Biz aynı ulusun yada aynı milletin fertleriyiz.
Ulus
 ya da Millet, aynı topraklar üzerinde yaşayan,
aralarında dil, tarih, ülkü, duygu,
gelenek ve görenek birliği olan insanların oluşturduğu tasada ve kıvançta birlik olabilen topluluktur.

Kendi kendimize bir kez daha soralım;
Tasa da ve kıvançta birlik olabiliyor muyuz?
Birlikte üzülüp birlikte sevinebiliyor muyuz?
Birimizin üzüntüsü diğerimizin sevinci oluyorsa,
Birimizin eksikliğini diğerimiz fırsat olarak görüyorsa;
Ve insanlar birbirlerinin eksiklerini araştıran duruma gelmişse;
bu durum en az 301 yurttaşımızın maden ocağında can vermesi kadar acıdır.
Birlikte üzülemiyor ve birlikte sevinemiyorsak büyük bir sorun var demektir.

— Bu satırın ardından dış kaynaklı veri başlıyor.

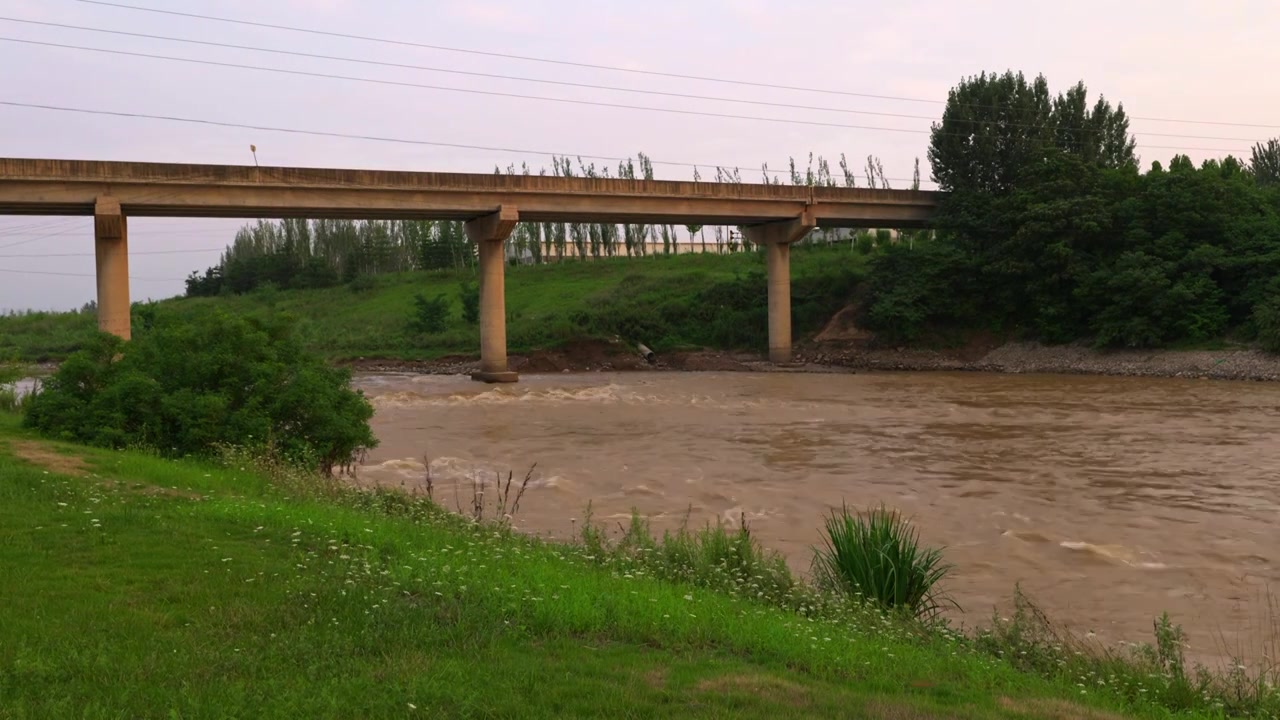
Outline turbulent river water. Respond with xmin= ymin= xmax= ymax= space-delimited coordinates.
xmin=357 ymin=373 xmax=1280 ymax=659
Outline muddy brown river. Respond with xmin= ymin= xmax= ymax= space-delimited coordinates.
xmin=357 ymin=373 xmax=1280 ymax=660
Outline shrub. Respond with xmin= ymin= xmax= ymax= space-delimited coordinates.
xmin=458 ymin=282 xmax=480 ymax=325
xmin=410 ymin=292 xmax=449 ymax=334
xmin=24 ymin=310 xmax=376 ymax=473
xmin=814 ymin=506 xmax=951 ymax=618
xmin=1253 ymin=289 xmax=1280 ymax=352
xmin=347 ymin=275 xmax=378 ymax=293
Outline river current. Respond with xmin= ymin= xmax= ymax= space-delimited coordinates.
xmin=356 ymin=373 xmax=1280 ymax=659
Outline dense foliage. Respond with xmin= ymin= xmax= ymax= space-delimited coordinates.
xmin=929 ymin=72 xmax=1137 ymax=193
xmin=24 ymin=311 xmax=376 ymax=473
xmin=863 ymin=70 xmax=1280 ymax=348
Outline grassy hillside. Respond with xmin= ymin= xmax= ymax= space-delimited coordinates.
xmin=0 ymin=247 xmax=867 ymax=361
xmin=0 ymin=414 xmax=1203 ymax=719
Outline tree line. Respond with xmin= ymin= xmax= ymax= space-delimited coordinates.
xmin=187 ymin=152 xmax=919 ymax=296
xmin=860 ymin=73 xmax=1280 ymax=350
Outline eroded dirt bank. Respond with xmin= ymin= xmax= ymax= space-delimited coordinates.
xmin=347 ymin=341 xmax=1280 ymax=380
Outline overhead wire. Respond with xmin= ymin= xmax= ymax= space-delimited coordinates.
xmin=0 ymin=15 xmax=1256 ymax=142
xmin=0 ymin=268 xmax=186 ymax=283
xmin=0 ymin=246 xmax=227 ymax=260
xmin=0 ymin=36 xmax=1253 ymax=152
xmin=62 ymin=0 xmax=1280 ymax=129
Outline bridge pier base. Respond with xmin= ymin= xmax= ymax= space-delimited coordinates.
xmin=93 ymin=196 xmax=131 ymax=340
xmin=742 ymin=209 xmax=815 ymax=365
xmin=466 ymin=205 xmax=520 ymax=383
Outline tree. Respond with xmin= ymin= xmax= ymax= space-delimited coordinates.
xmin=928 ymin=72 xmax=1137 ymax=193
xmin=1249 ymin=138 xmax=1280 ymax=184
xmin=23 ymin=310 xmax=378 ymax=473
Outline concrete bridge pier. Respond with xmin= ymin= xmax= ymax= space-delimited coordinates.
xmin=466 ymin=205 xmax=520 ymax=383
xmin=93 ymin=196 xmax=129 ymax=340
xmin=742 ymin=209 xmax=817 ymax=365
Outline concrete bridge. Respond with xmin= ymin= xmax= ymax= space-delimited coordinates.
xmin=0 ymin=158 xmax=940 ymax=382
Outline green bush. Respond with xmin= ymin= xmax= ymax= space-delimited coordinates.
xmin=813 ymin=506 xmax=952 ymax=618
xmin=458 ymin=282 xmax=480 ymax=325
xmin=24 ymin=310 xmax=376 ymax=473
xmin=347 ymin=275 xmax=378 ymax=293
xmin=1253 ymin=295 xmax=1280 ymax=352
xmin=410 ymin=292 xmax=449 ymax=334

Kömür ocağında 301 yurttaşımızı yitirdik.
İLO sözleşmesini kabul etmemişiz.
"Bizden öncekilerde kabul etmemiş" demek, beklenen yanıt olamaz.
Öğrenciye kopya çekerken yakalayan öğretmene
öğrencinin  "Ahmet de çekiyor hocam" şeklinde demesi kadar çocukça olur...
Türkeye 19 yıldır Uluslararası Çalışma Örgütü ILO'nun,
 "Madenlerde Güvenlik ve Sağlık Sözleşmesini" imzalamıyor.

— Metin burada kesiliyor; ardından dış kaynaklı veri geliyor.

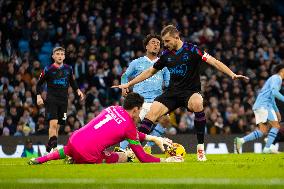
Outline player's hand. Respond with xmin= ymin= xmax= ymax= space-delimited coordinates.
xmin=161 ymin=156 xmax=184 ymax=163
xmin=77 ymin=89 xmax=85 ymax=100
xmin=36 ymin=95 xmax=44 ymax=106
xmin=232 ymin=74 xmax=249 ymax=81
xmin=276 ymin=112 xmax=281 ymax=122
xmin=121 ymin=89 xmax=127 ymax=97
xmin=111 ymin=83 xmax=129 ymax=94
xmin=152 ymin=137 xmax=173 ymax=152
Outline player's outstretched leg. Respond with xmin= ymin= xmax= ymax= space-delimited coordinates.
xmin=138 ymin=118 xmax=155 ymax=135
xmin=146 ymin=123 xmax=165 ymax=147
xmin=234 ymin=129 xmax=263 ymax=154
xmin=194 ymin=111 xmax=207 ymax=161
xmin=28 ymin=146 xmax=68 ymax=165
xmin=263 ymin=121 xmax=280 ymax=154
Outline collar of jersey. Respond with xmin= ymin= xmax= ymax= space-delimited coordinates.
xmin=175 ymin=42 xmax=185 ymax=55
xmin=144 ymin=56 xmax=159 ymax=63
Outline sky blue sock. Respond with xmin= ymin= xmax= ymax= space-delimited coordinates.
xmin=119 ymin=140 xmax=129 ymax=150
xmin=243 ymin=130 xmax=263 ymax=142
xmin=146 ymin=123 xmax=165 ymax=146
xmin=265 ymin=127 xmax=279 ymax=148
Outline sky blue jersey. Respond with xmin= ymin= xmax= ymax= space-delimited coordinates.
xmin=253 ymin=74 xmax=284 ymax=112
xmin=121 ymin=56 xmax=170 ymax=103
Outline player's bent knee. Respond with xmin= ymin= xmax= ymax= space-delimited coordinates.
xmin=259 ymin=124 xmax=268 ymax=135
xmin=269 ymin=121 xmax=280 ymax=129
xmin=145 ymin=101 xmax=168 ymax=121
xmin=104 ymin=151 xmax=120 ymax=163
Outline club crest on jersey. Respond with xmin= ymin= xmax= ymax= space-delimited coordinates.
xmin=168 ymin=64 xmax=187 ymax=76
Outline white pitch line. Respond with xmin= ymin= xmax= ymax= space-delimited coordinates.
xmin=0 ymin=178 xmax=284 ymax=185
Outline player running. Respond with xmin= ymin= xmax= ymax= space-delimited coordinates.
xmin=113 ymin=25 xmax=248 ymax=161
xmin=120 ymin=34 xmax=170 ymax=151
xmin=234 ymin=64 xmax=284 ymax=153
xmin=29 ymin=93 xmax=183 ymax=164
xmin=36 ymin=47 xmax=84 ymax=152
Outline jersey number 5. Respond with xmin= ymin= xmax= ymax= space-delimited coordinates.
xmin=94 ymin=114 xmax=112 ymax=129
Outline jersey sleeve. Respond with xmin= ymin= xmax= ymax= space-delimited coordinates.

1995 yılında yürürlüğe giren ve 28 ülkenin imzaladığı yükümlülüklerden bazılarını hatırlatmakta ve hatırlatmakta yarar var:

* Yerin altındaki tüm kişilerin isimlerinin ve konumlarının bilinmesi için bir sistem kurulmalı.

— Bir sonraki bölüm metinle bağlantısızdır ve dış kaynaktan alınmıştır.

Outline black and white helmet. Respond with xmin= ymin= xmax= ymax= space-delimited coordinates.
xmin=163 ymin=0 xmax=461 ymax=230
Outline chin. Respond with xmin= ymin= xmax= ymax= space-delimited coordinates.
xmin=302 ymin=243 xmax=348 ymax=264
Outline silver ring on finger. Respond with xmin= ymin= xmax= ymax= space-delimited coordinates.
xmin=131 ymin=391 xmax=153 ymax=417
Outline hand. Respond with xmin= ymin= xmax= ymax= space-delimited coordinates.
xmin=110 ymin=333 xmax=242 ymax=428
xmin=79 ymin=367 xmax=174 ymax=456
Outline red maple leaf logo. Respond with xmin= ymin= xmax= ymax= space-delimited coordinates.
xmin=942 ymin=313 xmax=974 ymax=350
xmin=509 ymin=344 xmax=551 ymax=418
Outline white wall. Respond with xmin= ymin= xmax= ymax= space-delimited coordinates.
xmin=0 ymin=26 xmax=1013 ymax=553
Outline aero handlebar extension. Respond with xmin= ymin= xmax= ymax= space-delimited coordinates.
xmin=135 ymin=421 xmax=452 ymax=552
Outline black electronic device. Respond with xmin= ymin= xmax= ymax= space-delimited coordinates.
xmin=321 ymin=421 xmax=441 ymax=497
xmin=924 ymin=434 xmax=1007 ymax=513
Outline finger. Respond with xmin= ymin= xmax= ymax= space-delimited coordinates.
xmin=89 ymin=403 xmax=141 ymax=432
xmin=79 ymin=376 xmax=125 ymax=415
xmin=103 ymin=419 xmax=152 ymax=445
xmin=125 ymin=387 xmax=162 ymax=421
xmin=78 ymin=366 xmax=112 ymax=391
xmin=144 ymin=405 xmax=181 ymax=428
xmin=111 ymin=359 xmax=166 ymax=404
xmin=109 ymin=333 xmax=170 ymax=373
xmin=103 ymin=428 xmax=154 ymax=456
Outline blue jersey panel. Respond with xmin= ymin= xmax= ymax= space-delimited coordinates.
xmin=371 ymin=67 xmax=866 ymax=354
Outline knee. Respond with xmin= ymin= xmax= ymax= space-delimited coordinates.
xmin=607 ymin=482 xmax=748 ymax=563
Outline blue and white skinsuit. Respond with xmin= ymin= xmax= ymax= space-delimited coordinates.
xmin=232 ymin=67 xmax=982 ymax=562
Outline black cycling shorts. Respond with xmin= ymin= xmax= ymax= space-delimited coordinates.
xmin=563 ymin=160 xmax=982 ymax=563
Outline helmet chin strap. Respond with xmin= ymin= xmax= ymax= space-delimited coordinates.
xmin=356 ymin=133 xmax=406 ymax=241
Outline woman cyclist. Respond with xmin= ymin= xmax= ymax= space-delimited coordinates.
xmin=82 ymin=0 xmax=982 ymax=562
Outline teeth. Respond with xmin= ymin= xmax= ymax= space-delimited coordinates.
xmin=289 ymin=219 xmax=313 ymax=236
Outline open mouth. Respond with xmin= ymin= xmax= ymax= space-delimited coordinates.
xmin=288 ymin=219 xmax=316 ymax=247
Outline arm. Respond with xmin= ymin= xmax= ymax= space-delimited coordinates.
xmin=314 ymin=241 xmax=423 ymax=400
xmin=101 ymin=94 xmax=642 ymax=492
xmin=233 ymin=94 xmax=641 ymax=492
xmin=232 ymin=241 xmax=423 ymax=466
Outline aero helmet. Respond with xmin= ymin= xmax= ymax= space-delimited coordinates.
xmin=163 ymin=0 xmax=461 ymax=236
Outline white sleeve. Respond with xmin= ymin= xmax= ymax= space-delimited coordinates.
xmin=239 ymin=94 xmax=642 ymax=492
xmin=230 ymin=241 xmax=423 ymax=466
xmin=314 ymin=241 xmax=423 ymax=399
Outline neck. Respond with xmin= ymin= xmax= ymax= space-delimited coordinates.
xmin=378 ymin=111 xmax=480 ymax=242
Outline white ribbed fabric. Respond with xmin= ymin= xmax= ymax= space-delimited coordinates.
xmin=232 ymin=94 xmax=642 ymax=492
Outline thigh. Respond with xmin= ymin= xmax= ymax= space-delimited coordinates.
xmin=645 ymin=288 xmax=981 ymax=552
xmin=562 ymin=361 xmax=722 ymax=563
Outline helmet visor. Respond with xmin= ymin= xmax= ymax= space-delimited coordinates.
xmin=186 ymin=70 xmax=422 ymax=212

* Yeraltındaki iş yerlerinin tümünden iki çıkış sağlanmalı.
* Yangınların başlaması ve yayılmasıyla patlamaları önleyecek, tedbir ve önlemler alınmalı.
* İşveren, tüm endüstriyel ve doğal afetler için acil müdahale planı hazırlamalı.
* 24 maddeden oluşan sözleşme, hükümetleri de teknik kılavuzların hazırlanması, denetimlerin düzenlenmesi ve kazaların etkili soruşturulmasıyla yükümlü tutuyor.
Anlaşma imzalanmış olsaydı, ILO Türkiy'deki tüm madenlerde denetim yetkisine sahip olacaktı.
Ve de 301 insanımız ölmeyecekti.
Eğer, kendimizi gelişmiş Dünya'nın bir parçası olarak görüyorsak, denetimden korkmamalıyız..
Gerekli tüm önlemleri alırız.
Her madende mutlaka yeteri kadar YAŞAM ODASI bulunmasını şart koşmalıyız.
Her madenciye, çalışmayan paslanmış maskeler verme yerine, çalışanını vermeli ve kolayca ulaşabileceği yerlerde yedeklerini bulundurmalıyız. Maskeler çalışsaydı ve yedeklerine kolayca ulaşabilselerdi, madencilerim ölmeyecekti.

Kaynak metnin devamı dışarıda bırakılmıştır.